8


Marcia sent a fax of a statement for the press, as she had promised, and Newland approved it with a few minor changes. Bronson would not like it.

His troubles with Bronson, and perhaps with the whole L-5 movement, went back about five years, when he had first begun to suspect that Bronson’s ties to the aerospace industry and the Pentagon were more far-reaching than he had supposed. It bothered him to know that there were people pushing L-5, not for the advancement of the human spirit, but for a share of the mind-boggling profits to be made from any large construction in space. And he knew that was naive, but once he began questioning other people’s motives, it was inevitable that he should question his own. For the last year or so, whenever he was interviewed about L-5, there had been a small inner voice in his head saying. Are you telling the whole truth?
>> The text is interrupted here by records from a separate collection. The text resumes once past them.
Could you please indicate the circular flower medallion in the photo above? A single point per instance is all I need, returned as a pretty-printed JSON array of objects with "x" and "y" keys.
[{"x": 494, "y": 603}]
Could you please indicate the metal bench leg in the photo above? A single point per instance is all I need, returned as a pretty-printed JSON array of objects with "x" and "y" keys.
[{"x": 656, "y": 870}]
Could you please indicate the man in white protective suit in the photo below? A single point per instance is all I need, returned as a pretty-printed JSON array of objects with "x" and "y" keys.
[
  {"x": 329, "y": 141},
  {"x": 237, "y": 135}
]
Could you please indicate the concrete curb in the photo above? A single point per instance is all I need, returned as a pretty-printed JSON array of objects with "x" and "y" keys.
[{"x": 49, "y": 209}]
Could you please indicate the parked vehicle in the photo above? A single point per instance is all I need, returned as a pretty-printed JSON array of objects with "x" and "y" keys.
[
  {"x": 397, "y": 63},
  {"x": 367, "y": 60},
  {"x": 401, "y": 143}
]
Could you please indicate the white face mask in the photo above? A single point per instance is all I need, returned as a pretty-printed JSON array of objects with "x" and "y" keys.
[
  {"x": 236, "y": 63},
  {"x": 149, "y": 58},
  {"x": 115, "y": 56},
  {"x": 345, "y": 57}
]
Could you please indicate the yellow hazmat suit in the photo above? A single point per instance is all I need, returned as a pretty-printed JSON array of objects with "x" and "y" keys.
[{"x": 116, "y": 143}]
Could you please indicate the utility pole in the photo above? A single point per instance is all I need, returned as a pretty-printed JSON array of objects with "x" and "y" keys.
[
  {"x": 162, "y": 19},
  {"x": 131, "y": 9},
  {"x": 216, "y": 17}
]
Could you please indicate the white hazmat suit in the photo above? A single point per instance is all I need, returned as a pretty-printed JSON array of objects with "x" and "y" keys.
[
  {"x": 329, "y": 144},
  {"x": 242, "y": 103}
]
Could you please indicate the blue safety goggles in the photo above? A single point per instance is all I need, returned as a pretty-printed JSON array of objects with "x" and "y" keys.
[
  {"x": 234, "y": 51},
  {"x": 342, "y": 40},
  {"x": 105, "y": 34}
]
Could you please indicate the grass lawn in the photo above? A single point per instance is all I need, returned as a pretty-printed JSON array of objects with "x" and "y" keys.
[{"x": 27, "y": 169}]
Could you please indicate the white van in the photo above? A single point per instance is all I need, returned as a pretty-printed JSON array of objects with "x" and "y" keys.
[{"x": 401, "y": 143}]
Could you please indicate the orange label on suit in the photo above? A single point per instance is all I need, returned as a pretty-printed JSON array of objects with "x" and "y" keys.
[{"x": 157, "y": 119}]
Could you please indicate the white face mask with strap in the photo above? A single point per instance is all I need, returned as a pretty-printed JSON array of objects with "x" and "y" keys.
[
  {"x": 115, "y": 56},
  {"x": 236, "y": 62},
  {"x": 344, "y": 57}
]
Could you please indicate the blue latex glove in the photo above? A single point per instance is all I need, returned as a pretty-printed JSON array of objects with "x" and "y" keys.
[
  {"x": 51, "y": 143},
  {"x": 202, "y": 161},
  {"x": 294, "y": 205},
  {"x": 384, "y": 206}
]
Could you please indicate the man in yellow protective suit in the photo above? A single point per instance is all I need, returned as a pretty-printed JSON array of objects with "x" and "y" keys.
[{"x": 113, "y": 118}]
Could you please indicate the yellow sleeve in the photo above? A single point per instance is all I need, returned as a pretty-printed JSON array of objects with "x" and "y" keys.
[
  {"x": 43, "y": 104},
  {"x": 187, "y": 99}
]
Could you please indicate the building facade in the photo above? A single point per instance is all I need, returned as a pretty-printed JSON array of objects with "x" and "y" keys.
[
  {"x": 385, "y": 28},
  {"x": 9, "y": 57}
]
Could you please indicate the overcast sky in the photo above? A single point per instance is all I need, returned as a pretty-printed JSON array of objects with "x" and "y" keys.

After the newspaper stories had appeared, of course, there was no point anymore in trying to conceal his presence on Sea Venture. He stayed out of public places as much as he could, anyhow; he disliked the way people carefully did not look at him in his wheelchair, and he disliked crowds. Even Hal was a distraction to him sometimes. He needed to be alone; he needed to think.

The human race had to do something. There were almost six billion people in the world, and five hundred million of them were starving. There was famine in India, Africa, Soutl? America. Acid rains were killing forests all over the Northern Hemisphere. A dozen armed and angry nations were poised with LOW systems to retaliate against any nuclear aggression. It was true that the ocean was an enormous unused resource, vaster than the land. Could it feed and house the billions more to come? Could it relieve the pressures long enough for humanity to solve its problems and survive?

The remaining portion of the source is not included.